A personalidade de Imhotep era de resto essencial para perceber a extensão do ”campo mágico” no Antigo Egito. Esse personagem não era um pequeno feiticeiro de aldeia, mas sim o Primeiro Ministro do todo-poderoso faraó Djoser e o inventor da arquitetura de pedra cuja primeira obra-prima foi a pirâmide de degraus de Sakara. Por outras palavras, um homem de Estado de primeiro plano cujas competências mágicas eram julgadas indispensáveis para levar corretamente a cabo a sua função. 

Certas ”receitas”, atribuídas a Imhotep, foram transmitidas à posteridade. Como esta: ”Tomar uma mesa de madeira de oliveira de quatro pés. Colocá-la num sítio puro, no meio; cobri-la completamente com um tecido. Meter quatro tijolos debaixo da mesa, uns em cima dos outros. Diante da mesa, um turíbulo de argila... 

Colocar carvão de madeira de oliveira no turíbulo, uma gansa selvagem gorda triturada com mirra, fazendo bolinhas e colocando-as no braseiro, pronunciar uma fórmula, passar a noite sem falar a quem quer que seja, na terra. Ver-se-á o deus sob a forma de um sacerdote vestido de linho. O mágico evoca então aquele que está sentado nas trevas, mas no meio dos grandes deuses, buscando e recebendo os raios do Sol”.

Hordjedef (abaixo), um dos filhos de Khéops, era notado pelos seus extensos conhecimentos e as suas sábias palavras. Descobriu diversos livros antigos de magia, cujas fórmulas foram integradas nos escritos rituais. 


Khaemuaset, quarto filho de outro faraó célebre, Ramsés II, era sumo sacerdote de Ptah em Mênfis. 


Construiu e restaurou numerosos monumentos. Tinha uma paixão pela arqueologia e pelo estudo dos documentos antigos. Passava por ser um grande sábio e inspirou duas histórias de magia acerca das quais voltaremos a falar.

Hórus, filho de Panéchi, era um mágico que viveu na Época Baixa. Teve de combater um mago etíope que ameaçava a segurança do Estado. Este Hórus tinha vivido quinze séculos antes e tinha reencarnado para vir em socorro do seu país. 

É ao mágico Esatum(abaixo), sacerdote que viveu na época de Nectanebo II (359-341), que se deve a salvaguarda da famosa Estela de Metternich. 

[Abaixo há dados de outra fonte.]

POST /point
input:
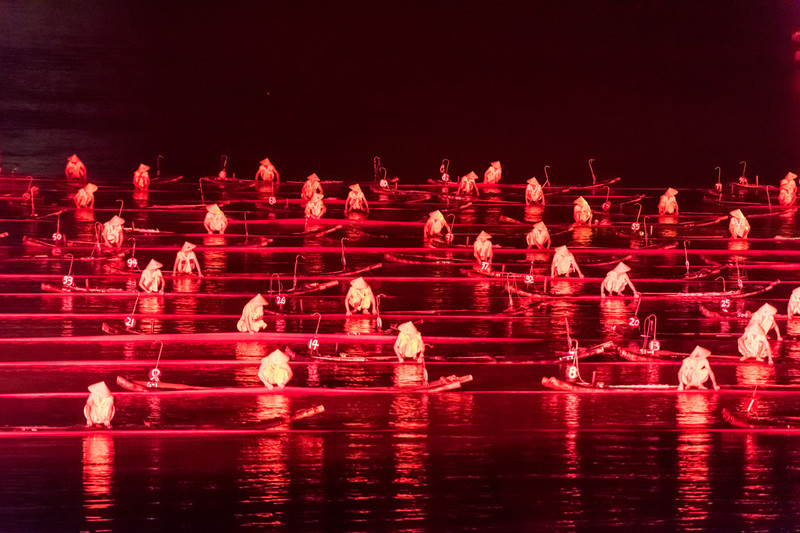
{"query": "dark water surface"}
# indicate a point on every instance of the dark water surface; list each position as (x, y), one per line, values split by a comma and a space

Esatum constatara que uma inscrição num templo da cidade santa de Heliópolis tinha sido retirada. Para que esse precioso testemunho não se perdesse, mandou copiar o texto numa esteia que chegou até a nós. Esta pequena galeria de retratos tinha como simples objetivo ilustrar a continuidade do estatuto de mágico no decurso dos séculos que viram desenrolar-se a aventura egípcia. Seria possível, evidentemente, citar dezenas de outras figuras. 

Pensemos ainda em Harnuphis (abaixo), o último mágico egípcio de grande renome. Estava presente nos campos de batalha da Mordávia, em 172, no lugar em que guerreava o exército de Marco Aurélio. 


Faltou a água e os gregos, privados de aprovisionamento, arriscavam-se a morrer de sede. O mágico egípcio provocou a chuva, apavorando os bárbaros e salvando os soldados de Marco Aurélio. 

A velha ciência da terra do Egito provava assim que nada tinha perdido da sua eficácia.